The rapid advancement of UAV drone technology has significantly expanded its applications across various fields, concurrently driving the growing demand for reliable and efficient aerial detection systems. Infrared imaging, owing to its advantages in passive detection, all-weather operation, and strong anti-interference capability, has become a crucial sensing modality for UAV drone platforms, especially for surveillance, reconnaissance, and search-and-rescue missions. However, the detection of small targets in infrared imagery captured by UAV drones remains a formidable challenge. These targets often appear as tiny, low-contrast thermal signatures, occupying only a few pixels in the image. Their weak feature expression is further compounded by complex, cluttered backgrounds, such as clouds, terrain, or thermal noise, making them easily confusable with background artifacts.
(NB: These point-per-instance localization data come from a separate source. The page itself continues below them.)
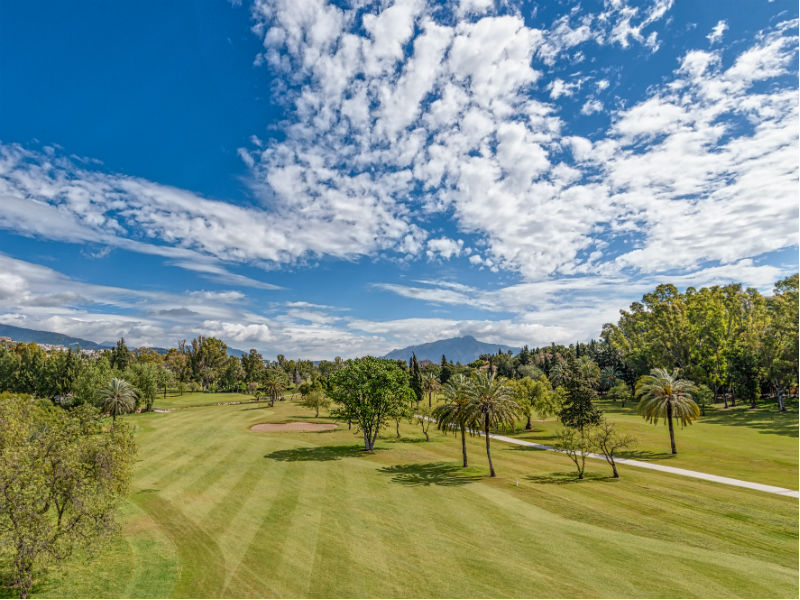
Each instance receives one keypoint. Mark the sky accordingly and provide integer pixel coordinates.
(320, 178)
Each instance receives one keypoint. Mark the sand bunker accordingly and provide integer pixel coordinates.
(295, 426)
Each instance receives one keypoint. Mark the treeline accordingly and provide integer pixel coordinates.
(734, 343)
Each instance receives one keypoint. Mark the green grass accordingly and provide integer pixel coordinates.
(758, 444)
(217, 510)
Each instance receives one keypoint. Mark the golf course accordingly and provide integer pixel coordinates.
(218, 510)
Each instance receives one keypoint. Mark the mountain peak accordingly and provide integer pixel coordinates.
(462, 349)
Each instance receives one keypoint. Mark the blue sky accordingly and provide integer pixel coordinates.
(325, 178)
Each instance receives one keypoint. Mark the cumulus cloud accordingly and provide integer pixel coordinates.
(717, 32)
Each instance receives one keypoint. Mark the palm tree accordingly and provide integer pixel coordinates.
(430, 383)
(490, 404)
(664, 396)
(454, 415)
(118, 397)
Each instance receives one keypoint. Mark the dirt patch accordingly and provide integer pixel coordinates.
(294, 426)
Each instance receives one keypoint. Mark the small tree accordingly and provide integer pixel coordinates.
(606, 439)
(368, 392)
(316, 399)
(118, 397)
(576, 443)
(62, 476)
(664, 396)
(490, 404)
(423, 417)
(430, 383)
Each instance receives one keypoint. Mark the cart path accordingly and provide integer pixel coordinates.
(771, 489)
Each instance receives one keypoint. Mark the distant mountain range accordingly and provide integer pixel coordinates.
(20, 334)
(463, 349)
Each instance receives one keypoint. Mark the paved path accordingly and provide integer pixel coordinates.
(771, 489)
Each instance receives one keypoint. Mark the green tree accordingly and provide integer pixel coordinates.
(62, 477)
(118, 397)
(491, 405)
(454, 414)
(315, 398)
(416, 379)
(605, 439)
(446, 372)
(534, 396)
(663, 396)
(275, 383)
(430, 383)
(368, 392)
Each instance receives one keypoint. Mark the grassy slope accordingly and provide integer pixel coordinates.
(221, 511)
(758, 445)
This presents a significant obstacle to achieving robust situational awareness and autonomous navigation for UAV drones. Consequently, designing an effective infrared small target detection algorithm that is adaptable to complex scenarios, computationally efficient, and maintains high accuracy is a critical research direction. In this work, we address these challenges by proposing an improved detection framework, PGF-RTDETR, which enhances multi-scale feature perception and adaptive filtering for superior performance in UAV drone infrared small target detection.
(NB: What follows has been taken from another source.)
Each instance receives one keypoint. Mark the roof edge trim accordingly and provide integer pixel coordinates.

1. Introduction and Related Work
Deep learning-based object detection algorithms have demonstrated immense potential for UAV drone infrared target detection. Existing methods are broadly categorized into two-stage and one-stage detectors. Two-stage algorithms, such as Faster R-CNN, first generate region proposals and then perform classification and regression. While often achieving high accuracy, their multi-stage pipeline leads to high computational complexity and slow inference speeds, which are less suitable for the real-time and lightweight requirements of UAV drone platforms. In contrast, one-stage algorithms like the YOLO series and DETR variants perform localization and classification in a single network pass, offering faster inference and lower computational burden, making them more amenable for deployment on resource-constrained UAV drone hardware.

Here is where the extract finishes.